WTI Crude Near One-Week High as Cushing Inventories Fall
West Texas Intermediate traded near the highest price in a week as crude stockpiles fell at the main U.S. oil storage hub, and gasoline demand reached a three-month high. Brent in London was steady.
U.S. futures were little changed after rising 1.1 percent yesterday to close above $100 a barrel for the first time in a week. Supplies at Cushing, Oklahoma, the delivery point for WTI, shrank for the eighth week to the lowest in two years, the Energy Information Administration said. Gasoline demand exceeded 9 million barrels a day for the first time this year.
“Falling inventories at the delivery point for WTI futures is definitely driving crude up,” said Hong Sung Ki, a commodities analyst at Samsung Futures Inc. in Seoul. “It looks like the supply bottleneck is being resolved.”
WTI for May delivery was at $100.33 a barrel, up 7 cents, in electronic trading on the New York Mercantile Exchange at 4:44 p.m. Seoul time. The contract gained $1.07 to $100.26 yesterday, the highest settlement since March 19. The volume of all futures traded was about 43 percent below the 100-day average. Prices are up 1.9 percent this year.
Brent for May settlement was 3 cents lower at $107 a barrel on the London-based ICE futures Europe exchange. The European benchmark crude was at a premium of $6.67 to WTI.
Cushing stockpiles decreased by 1.33 million barrels to 28.5 million in the week ended March 21, according to the EIA, the Energy Department’s statistical unit. Stockpiles started falling in January after the southern link of TransCanada Corp.’s Keystone XL pipeline to the Texas Gulf Coast opened, easing a bottleneck from the storage hub.
Inventories along the Gulf of Mexico, known as PADD 3, rose 6.06 million barrels to 200.3 million, the most in EIA data begun in 1990 and the 10th weekly gain. The pipelines from Cushing to Houston move oil to PADD 3 from PADD 2, which includes Oklahoma.
Total U.S. crude inventories expanded by 6.62 million barrels to 382.5 million, the EIA said, compared with a projected increase of 2.5 million.
Gasoline consumption rose 5.8 percent last week to 9.002 million barrels a day, the highest level since Dec. 20, EIA data show. Supplies of the motor fuel fell by 5.1 million barrels to 217.2 million. Distillate stockpiles, including heating oil and diesel, increased by 1.56 million barrels to 112.4 million.
U.S. oil production slid 0.3 percent to 8.19 million barrels a day, down from the highest rate in almost 26 years the previous week, according to the EIA.
Libya, with an output capacity of 1.5 million barrels a day, is producing only 171,000 barrels a day as ports and fields remain shut amid political unrest, Mohamed Elharari, a spokesman for state-run National Oil Corp., said by phone yesterday. The government is negotiating with protesters about restarting the Sharara oilfield, the country’s second-largest, Elharari said.

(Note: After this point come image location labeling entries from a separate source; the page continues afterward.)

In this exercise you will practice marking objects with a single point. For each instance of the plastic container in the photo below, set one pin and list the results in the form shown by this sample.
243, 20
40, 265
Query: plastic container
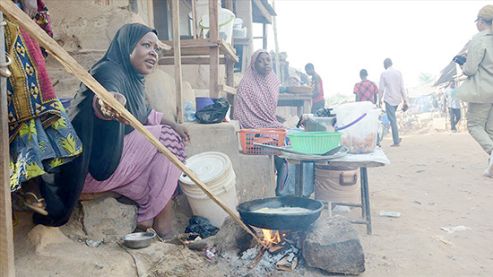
225, 23
270, 136
202, 102
337, 184
358, 122
318, 124
214, 169
314, 142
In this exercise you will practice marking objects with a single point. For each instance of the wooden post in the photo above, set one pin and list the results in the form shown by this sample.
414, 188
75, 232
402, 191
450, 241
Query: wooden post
276, 45
195, 20
175, 15
228, 4
264, 36
150, 13
214, 50
6, 232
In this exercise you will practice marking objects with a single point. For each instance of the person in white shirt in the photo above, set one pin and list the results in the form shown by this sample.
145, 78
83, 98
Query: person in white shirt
453, 104
392, 92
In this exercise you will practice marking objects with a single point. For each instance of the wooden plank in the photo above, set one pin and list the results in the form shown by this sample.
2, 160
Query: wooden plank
200, 47
6, 232
227, 89
188, 60
264, 13
72, 66
228, 4
175, 16
228, 50
195, 20
213, 51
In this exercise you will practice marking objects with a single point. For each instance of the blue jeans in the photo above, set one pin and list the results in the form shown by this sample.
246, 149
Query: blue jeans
390, 110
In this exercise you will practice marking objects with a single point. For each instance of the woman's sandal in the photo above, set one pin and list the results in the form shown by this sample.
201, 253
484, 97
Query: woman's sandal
34, 203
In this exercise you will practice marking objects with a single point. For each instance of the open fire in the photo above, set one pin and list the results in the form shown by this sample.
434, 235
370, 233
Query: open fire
283, 250
271, 237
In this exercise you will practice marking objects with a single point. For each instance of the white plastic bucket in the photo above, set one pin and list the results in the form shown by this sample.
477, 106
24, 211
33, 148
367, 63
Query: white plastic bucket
225, 23
358, 122
214, 169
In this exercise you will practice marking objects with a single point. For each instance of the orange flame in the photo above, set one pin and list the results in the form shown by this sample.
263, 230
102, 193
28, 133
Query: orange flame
271, 237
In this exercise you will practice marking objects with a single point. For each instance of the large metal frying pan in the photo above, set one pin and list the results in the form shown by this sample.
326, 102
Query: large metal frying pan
298, 221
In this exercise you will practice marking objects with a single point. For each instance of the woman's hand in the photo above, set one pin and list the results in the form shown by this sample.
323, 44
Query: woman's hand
182, 131
30, 7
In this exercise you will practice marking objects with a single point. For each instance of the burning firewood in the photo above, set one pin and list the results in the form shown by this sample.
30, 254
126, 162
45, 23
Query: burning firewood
287, 263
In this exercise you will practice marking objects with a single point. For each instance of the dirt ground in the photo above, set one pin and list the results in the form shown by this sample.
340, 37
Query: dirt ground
434, 181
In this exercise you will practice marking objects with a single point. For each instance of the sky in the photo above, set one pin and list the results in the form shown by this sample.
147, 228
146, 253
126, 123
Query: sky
342, 37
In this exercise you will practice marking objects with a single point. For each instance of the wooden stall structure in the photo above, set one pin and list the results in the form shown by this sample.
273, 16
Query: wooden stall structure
212, 51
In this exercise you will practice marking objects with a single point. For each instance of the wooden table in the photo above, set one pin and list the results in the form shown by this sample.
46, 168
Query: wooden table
302, 102
363, 161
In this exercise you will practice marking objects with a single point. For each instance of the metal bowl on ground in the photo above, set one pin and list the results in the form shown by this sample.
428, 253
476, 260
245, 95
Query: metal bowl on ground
138, 240
250, 213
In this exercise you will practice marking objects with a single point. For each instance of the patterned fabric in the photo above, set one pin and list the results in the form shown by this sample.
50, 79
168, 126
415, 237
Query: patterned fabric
256, 100
40, 134
30, 94
37, 150
366, 91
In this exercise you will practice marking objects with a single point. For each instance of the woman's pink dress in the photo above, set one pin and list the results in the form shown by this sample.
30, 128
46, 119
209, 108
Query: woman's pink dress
144, 175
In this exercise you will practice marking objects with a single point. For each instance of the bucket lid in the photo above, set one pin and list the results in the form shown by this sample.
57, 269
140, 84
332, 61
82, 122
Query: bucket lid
208, 166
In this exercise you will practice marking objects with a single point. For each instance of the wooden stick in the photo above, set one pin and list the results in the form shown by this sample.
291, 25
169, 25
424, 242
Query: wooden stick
71, 65
6, 232
175, 15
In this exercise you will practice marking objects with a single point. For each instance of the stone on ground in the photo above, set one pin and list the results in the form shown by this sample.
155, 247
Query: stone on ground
107, 219
333, 245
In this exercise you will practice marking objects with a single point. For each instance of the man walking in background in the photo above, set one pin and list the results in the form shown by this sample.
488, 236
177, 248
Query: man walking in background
453, 104
392, 92
318, 100
365, 90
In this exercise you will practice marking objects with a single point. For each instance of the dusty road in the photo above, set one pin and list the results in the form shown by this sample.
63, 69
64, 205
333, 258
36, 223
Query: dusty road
434, 181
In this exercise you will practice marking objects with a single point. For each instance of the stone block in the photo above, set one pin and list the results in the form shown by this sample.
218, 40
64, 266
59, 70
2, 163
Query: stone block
332, 244
42, 236
107, 219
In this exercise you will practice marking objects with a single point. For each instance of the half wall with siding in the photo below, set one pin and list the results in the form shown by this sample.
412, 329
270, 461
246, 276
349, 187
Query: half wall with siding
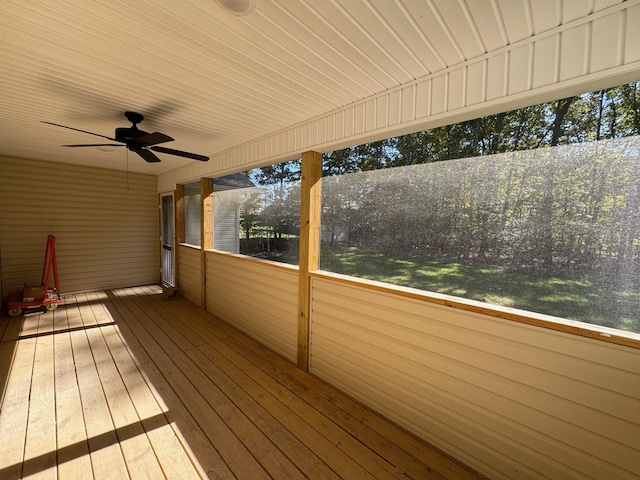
258, 297
105, 223
509, 399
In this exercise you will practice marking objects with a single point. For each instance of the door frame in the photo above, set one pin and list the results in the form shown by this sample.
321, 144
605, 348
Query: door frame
167, 275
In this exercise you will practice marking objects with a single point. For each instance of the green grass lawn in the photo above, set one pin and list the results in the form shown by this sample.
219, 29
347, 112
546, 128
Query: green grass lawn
576, 299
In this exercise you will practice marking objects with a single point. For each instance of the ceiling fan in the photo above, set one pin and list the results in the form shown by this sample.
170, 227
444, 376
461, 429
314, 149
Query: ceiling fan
136, 140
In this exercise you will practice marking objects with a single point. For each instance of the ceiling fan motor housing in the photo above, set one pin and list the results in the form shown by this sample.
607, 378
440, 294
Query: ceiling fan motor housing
126, 134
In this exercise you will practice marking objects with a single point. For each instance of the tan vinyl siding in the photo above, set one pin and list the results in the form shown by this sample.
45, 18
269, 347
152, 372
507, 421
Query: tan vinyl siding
259, 298
105, 223
189, 273
511, 400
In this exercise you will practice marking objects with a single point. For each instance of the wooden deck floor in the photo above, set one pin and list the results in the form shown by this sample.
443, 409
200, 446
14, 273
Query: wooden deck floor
124, 384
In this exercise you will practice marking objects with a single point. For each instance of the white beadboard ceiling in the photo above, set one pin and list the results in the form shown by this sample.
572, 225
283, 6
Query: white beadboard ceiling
214, 80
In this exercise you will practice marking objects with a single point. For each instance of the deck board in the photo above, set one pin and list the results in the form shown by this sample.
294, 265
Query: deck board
125, 384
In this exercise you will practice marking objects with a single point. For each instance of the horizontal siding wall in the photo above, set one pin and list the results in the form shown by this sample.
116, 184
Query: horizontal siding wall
189, 273
597, 51
105, 223
511, 400
259, 298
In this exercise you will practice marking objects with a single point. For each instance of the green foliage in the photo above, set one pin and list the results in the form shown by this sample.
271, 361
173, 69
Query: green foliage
579, 298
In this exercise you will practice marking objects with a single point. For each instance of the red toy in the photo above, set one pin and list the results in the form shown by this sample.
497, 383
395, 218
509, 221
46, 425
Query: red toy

U.S. President Barack Obama said yesterday after a meeting with European leaders that there were consequences for being complacent over Russia’s annexation of Crimea from Ukraine and warned that Russia can’t run “roughshod” over its neighbors.
The Houston Ship Channel, home to the nation’s largest petrochemical complex and export port, reopened all lanes of traffic yesterday for the first time since a March 22 oil spill.